Huw walked towards her grave, face forward, face set. Tony barged his shoulder, sneered, denied the tears framing his red eyes. Fuck This. The words echoed in his head as they had done when he heard them, directed towards nobody specifically but left in his pocket, filed in his memory. The “k” kicked so hard it scratched his throat. Tony’s stride threw dust clouds around his feet, gone in the slow turn away from the grave. Fuck This was the echo on the breeze there and then, the calling card in his mind when he stood over the grave with soil in his fist, a silent prayer fierce against the mumbled and restrained sobbing.

Maybe these were our last words, he asked his best friend, kneeling in almost the same place, ten years later. I should have made it clear that it wasn’t me who said it. Honestly, it was “Love you,” he said.

Ah, I love this song, man.
Who is it?
Duh, silly,
Sneaker Pimps. She’s red and wild, a typical nineties child
Ah…I don’t know it. Sounds alright
She must be a Thelma or Louise.

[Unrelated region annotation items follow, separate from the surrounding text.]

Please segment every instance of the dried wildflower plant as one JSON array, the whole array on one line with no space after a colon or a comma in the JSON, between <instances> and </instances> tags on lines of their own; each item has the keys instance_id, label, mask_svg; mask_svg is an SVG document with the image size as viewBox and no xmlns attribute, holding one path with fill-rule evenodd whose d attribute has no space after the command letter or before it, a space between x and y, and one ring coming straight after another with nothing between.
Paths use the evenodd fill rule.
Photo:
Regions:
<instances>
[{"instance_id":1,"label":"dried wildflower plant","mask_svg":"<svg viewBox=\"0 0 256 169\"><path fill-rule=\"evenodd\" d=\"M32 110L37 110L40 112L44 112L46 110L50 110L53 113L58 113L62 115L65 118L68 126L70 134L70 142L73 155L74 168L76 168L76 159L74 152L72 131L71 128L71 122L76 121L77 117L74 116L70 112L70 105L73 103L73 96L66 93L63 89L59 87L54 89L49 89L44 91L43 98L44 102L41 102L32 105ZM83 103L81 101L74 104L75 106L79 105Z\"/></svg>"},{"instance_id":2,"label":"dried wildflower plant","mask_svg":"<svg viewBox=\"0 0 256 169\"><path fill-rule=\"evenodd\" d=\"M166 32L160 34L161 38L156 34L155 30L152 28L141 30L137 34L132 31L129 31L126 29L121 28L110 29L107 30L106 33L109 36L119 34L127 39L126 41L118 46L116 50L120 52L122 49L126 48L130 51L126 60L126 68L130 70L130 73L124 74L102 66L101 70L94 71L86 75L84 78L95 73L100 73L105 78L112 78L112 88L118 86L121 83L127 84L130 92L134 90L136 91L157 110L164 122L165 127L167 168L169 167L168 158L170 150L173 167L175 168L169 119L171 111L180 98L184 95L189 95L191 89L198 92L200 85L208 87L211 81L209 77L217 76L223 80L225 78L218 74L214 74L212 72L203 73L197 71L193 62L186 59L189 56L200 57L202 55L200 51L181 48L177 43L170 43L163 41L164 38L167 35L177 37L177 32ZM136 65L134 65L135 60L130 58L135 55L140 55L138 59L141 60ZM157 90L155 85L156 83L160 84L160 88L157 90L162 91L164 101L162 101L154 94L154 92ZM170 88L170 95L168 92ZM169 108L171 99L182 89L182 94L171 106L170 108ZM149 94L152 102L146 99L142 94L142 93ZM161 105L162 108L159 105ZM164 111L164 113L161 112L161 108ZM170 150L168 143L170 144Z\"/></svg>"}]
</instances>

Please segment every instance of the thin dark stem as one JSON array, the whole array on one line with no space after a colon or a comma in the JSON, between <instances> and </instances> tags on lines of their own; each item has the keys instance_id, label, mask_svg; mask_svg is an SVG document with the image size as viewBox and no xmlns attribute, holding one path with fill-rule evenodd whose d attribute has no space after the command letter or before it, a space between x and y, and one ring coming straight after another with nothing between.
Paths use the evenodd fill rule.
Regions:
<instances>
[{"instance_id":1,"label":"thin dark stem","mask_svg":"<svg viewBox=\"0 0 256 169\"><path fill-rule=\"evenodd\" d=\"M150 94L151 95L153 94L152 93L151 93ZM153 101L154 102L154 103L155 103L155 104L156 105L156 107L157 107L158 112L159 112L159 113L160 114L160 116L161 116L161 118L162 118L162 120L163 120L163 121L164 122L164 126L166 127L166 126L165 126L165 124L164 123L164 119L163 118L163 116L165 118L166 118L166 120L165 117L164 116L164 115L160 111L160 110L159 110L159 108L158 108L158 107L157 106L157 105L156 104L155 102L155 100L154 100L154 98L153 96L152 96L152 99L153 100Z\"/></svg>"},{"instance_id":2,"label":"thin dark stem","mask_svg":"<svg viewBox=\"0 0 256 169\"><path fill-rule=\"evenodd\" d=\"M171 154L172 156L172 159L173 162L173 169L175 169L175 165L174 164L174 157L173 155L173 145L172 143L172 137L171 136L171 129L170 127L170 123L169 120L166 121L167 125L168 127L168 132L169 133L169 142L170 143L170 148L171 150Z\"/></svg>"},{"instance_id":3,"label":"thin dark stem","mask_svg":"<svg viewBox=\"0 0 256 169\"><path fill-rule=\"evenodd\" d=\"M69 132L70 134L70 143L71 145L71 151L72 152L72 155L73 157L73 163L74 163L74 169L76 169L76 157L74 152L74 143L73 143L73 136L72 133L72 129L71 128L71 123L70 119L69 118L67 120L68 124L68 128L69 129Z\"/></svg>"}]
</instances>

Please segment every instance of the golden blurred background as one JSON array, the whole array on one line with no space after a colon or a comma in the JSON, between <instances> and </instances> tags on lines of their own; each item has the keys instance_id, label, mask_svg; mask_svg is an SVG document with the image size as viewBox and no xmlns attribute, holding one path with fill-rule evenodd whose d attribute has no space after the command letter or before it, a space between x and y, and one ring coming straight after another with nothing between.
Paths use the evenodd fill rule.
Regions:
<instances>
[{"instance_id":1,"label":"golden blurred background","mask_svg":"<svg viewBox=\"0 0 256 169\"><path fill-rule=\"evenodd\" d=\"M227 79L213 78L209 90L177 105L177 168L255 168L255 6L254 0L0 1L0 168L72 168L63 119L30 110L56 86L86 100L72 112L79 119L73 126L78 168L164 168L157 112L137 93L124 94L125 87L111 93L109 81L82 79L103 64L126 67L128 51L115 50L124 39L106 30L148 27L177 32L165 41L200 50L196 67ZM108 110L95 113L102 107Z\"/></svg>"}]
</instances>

She must a post-modern sleaze…

Tony need not apologise. He had really loved her. His love was obvious and clear and honest; his love was true and brilliant. His love was ignored. Claire had been obvious and clear and honest, but could not commit to anyone. Life was long and her art course was short. Huw met his eyes when they passed outside the church, the gritted teeth snarl caught in a glimpse of time. The sheep flock clouds separated above, the two men underneath suddenly caught in sunlight.

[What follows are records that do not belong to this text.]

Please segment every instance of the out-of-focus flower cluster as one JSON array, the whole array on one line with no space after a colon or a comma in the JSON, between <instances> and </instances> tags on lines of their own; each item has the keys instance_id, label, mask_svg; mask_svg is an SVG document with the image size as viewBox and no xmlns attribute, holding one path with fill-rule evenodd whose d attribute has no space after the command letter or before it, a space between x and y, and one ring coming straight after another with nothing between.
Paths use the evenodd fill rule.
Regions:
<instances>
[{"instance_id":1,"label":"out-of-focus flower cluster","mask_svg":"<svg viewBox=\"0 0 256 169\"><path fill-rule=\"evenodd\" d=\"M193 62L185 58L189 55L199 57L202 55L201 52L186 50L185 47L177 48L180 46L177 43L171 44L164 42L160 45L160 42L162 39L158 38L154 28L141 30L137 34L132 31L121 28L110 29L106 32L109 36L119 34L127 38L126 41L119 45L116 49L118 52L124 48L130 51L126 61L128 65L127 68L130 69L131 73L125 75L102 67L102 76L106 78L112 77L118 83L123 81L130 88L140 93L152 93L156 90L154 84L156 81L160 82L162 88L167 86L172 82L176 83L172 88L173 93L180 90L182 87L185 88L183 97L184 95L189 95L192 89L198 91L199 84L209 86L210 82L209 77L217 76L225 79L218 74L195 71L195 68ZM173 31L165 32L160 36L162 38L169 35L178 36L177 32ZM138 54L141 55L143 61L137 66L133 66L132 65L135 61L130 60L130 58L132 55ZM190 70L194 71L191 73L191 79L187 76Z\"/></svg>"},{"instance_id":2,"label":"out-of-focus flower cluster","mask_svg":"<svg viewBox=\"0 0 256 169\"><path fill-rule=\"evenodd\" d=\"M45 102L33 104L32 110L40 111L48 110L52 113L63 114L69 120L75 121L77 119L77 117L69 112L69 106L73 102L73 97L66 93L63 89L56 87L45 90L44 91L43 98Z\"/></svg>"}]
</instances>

Claire knew what kind of love she felt for Tony, it was the love of friendship. He just didn’t understand. One day she would sit down, laugh and joke, and drink flat lemonade from the college canteen and agree to meet early next day to help with coursework; and invite Huw to go over the revision she had put too far back into her memory. One day she would sit down and tell Tony that Huw was too good a friend for the relationship to go any further, and invite Huw to go over the revision she had put too far back into her memory later in the day to allow Tony to explain why he was being funny with her. One day she would meet Tony in Smokers Corner to agree to a date when the time was right.

One day Claire did not look both ways when crossing the road, half-jogging out of her house to catch the bus she feared was missed. One day Claire was sitting outside The Coach-House in sunlight. One day Claire said Love you.